Kherali is a village in Surendranagar district in the Indian state of Gujarat. It comes on the way from Surendranagar to Limli, and this route leads to Muli. It has population close to 6,000-10,000. The village is grown around one abandoned palace. The village has got one big lake and many other wells including one stepwell. It has few temples including two Swaminarayan temple, Rama temple, krishna temple, shaktimaa temple and one well-built mosque. There
are also government and one private school also . The village is mostly surrounded by farms. The population mostly depend on farming, and young generation go for jobs and business to Surendranagar and around cities.
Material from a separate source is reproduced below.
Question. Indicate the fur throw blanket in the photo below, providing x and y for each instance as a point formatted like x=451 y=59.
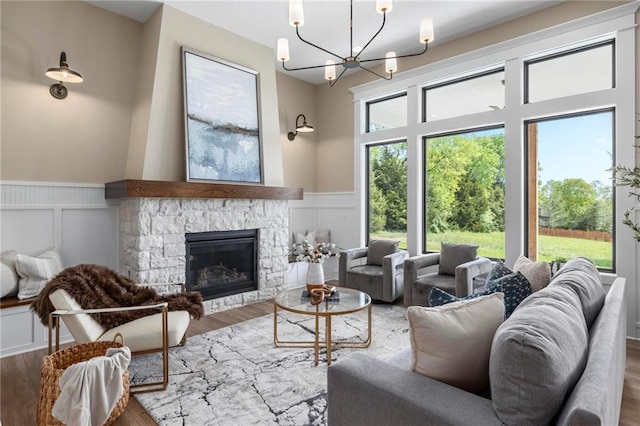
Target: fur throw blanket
x=95 y=286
The main crops are wheat, cotton, ground-nuts, and sesames.

== Places of interest ==
Kherali Vav or Rajbai Vav is a stepwell located in the village. There is an inscription in Sanskrit language and Devnagari script in the stepwell which notes that it was built in 1463. According to folklore, it was built by Paramara ruler Jagdev's minister Lakhdhirsinh, in memory of his wife. According to the inscription, her name was Vejaldevi. The stepwell has seven storeys. It has 108 steps and is 110 feet deep. In the first pavilion-tower of the stepwell, there are statues of goddess Matri and Chamunda in the niches.